Previously, miRNA expression in healthy and inflamed gingival tissues has been compared with respect to the interactions between periodontal disease and miRNA expression [8,9]. Additionally, expression of several miRNAs has been reported as up-regulated in the inflamed gingival tissues of obese subjects when compared to those of systemically healthy subjects [10]. Under inflammatory conditions, miRNA-146a (miR-146a) has been reported to be highly expressed in the white adipose tissues, whereas, miR-146a transfection into white adipocytes, has demonstrated down-regulation of the inflammatory cytokine expression [11]. Furthermore, a positive correlation was observed between gingival miR-146a expression and periodontal clinical parameter as assessed by periodontal pocket depth [12]. Although, miR-146a is suggested to be a negative regulator of NF-κB inflammatory signaling cascade [13], its precise anti-inflammatory effect in both adipose and periodontal tissues is not well understood. Furthermore, the chronic effects of its long-term administration into animal model is not performed yet. Therefore, in this study, the anti-inflammatory effects of miR-146a in vitro and in vivo, was accessed.

2. Materials and methods

2.1. Cells and cell culture

Murine 3T3-L1 preadipocytes (American Type Culture Collection, VA, USA) were maintained in Dulbecco's modified Eagles medium (DMEM) (Nacalai Tesque, Japan) containing 10% calf serum in an atmosphere of 5% CO₂ at 37 °C. Two days after the 3T3-L1 fibroblasts had reached confluence, differentiation was induced by treating the cells with DMEM containing 4 μg/ml dexamethasone (Sigma Aldrich, MO, USA), 0.5 mM 3-isobutyl-1-methylxanthine (Sigma Aldrich, MO, USA), 200 nM insulin (Cell Science & Technology Institute, Japan) and 10% fetal bovine serum (FBS) (Biowest, France) for 48 h. Cells were fed with DMEM containing 10% FBS and 1 μM insulin every other day. Murine gingival fibroblast ESK-1 which were kindly gifted from professor John R. Klein (Department of Diagnostic Sciences, Dental Branch, University of Texas Health Science Center at Houston, TX, USA). ESK-1 cells were maintained in DMEM containing 10% FBS. Murine macrophage RAW264.7 cells were maintained in DMEM containing 10% FBS. Co-culture of adipocytes or gingival fibroblasts and macrophages was performed using a transwell system (Greiner, Austria) with a 0.4 μm porous membrane to separate the upper and lower chambers. 5 × 10⁴ differentiated 3T3-L1 cells or ESK-1 cells were cultured in the lower chamber, while 1 × 10⁵ RAW264.7 cells were cultured in the upper chamber. As in vitro models of inflamed adipose or gingival tissues, 3T3-L1 adipocytes or ESK-1 gingival fibroblasts were stimulated with LPS-stimulated macrophage-derived culture medium. RAW264.7 macrophages were stimulated with 1 ng/ml LPS for 24 h, and the culture medium was collected and added to each cell culture. Escherichia coli LPS (Sigma Aldrich, MO, USA) was used for the experiments.

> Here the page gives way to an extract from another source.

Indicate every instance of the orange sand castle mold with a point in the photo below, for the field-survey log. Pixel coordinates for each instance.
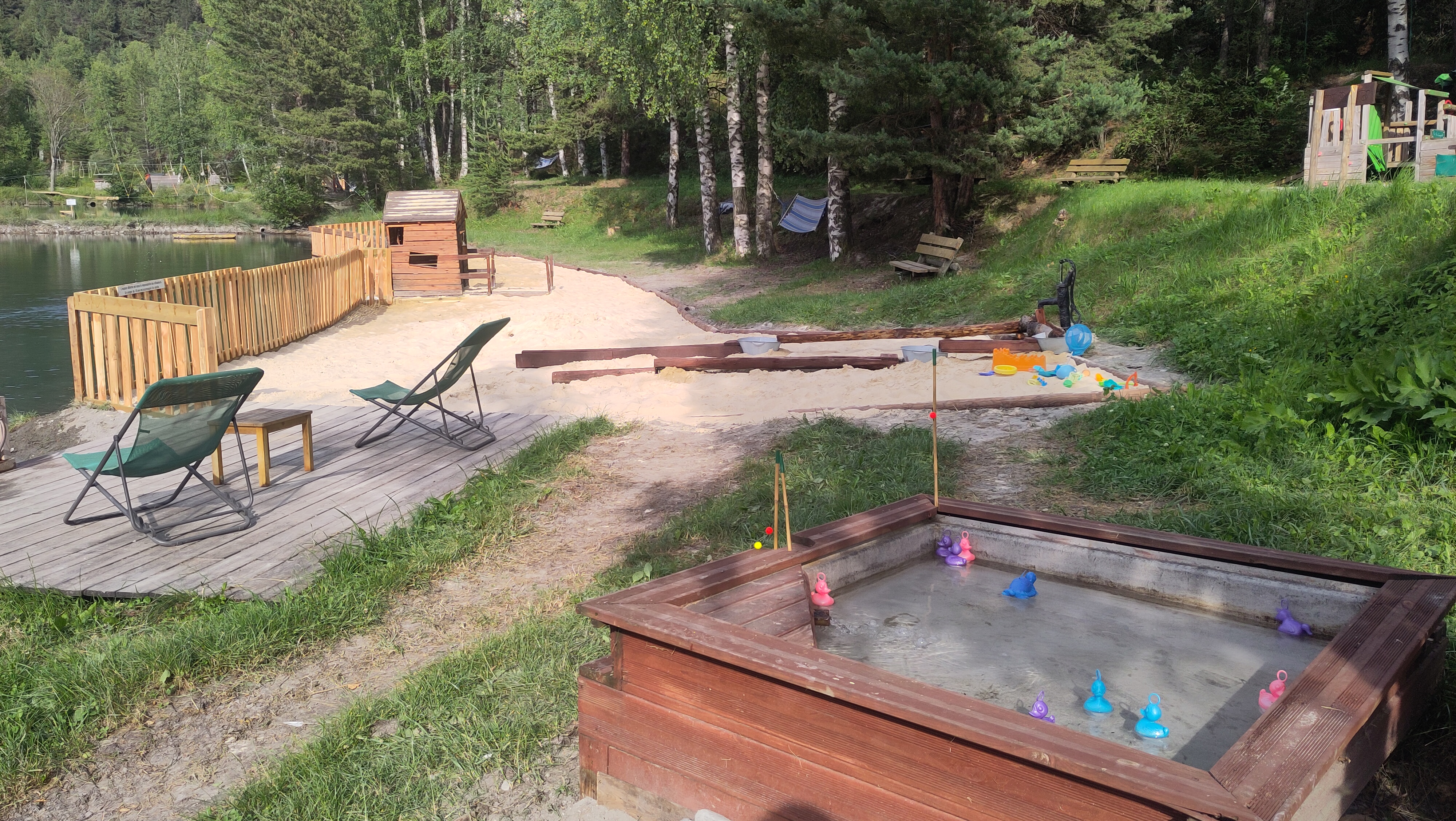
(1021, 362)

2.2. miRNA microarray analysis

miRNA microarray analysis was performed in adipocytes co-cultured with macrophages in the presence or absence of LPS. All procedure is essentially the same as our mRNA microarray analysis as described previously [14]. Microarray and related cluster analysis were performed by Cosmo bio, Inc.

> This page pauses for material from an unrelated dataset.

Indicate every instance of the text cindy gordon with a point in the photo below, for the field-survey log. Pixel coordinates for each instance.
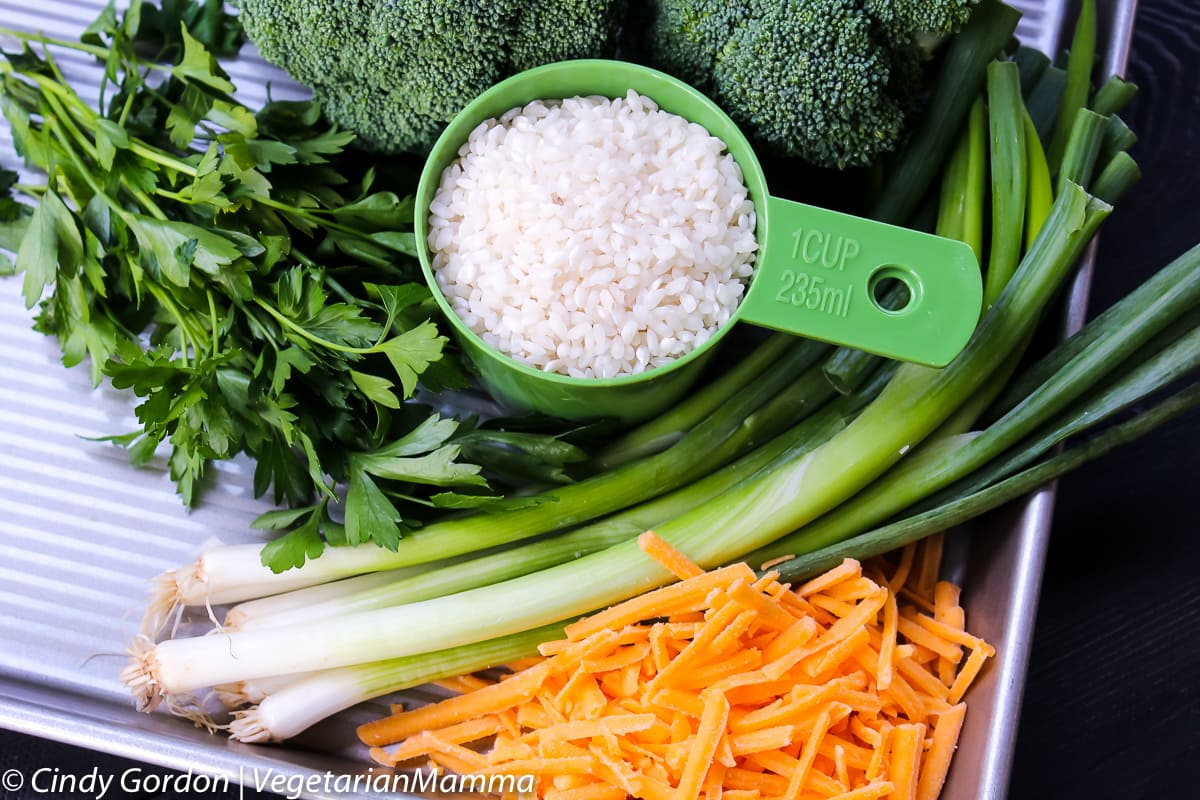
(99, 785)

2.3. Real-time PCR analysis

Total RNA was extracted from the indicated cells or tissues using ISOGEN-II (NIPPON GENE, Japan) and reverse transcribed using Prime Script RT reagent Kits (Takara, Japan). RT-PCR was performed using the KAPA SYBR FAST qPCR Kits (Kapa Biosystems, MA, USA) and Step One Plus Real Time PCR System (Applied Biosystems, CA, USA). Relative mRNA genes were normalized to the Gapdh mRNA level and relative expression levels were determined by the comparative Ct method. Primer sequences are shown in Supplemental Table 1. For miRNA quantification, total RNA was reverse transcribed using the miScript II RT Kit (Qiagen, Germany) and analyzed by real-time PCR using the miScript SYBR Green PCR Kit and the miScript primer assay for miR-146a (Qiagen, Germany). Results were normalized to RNU6B (Qiagen, Germany).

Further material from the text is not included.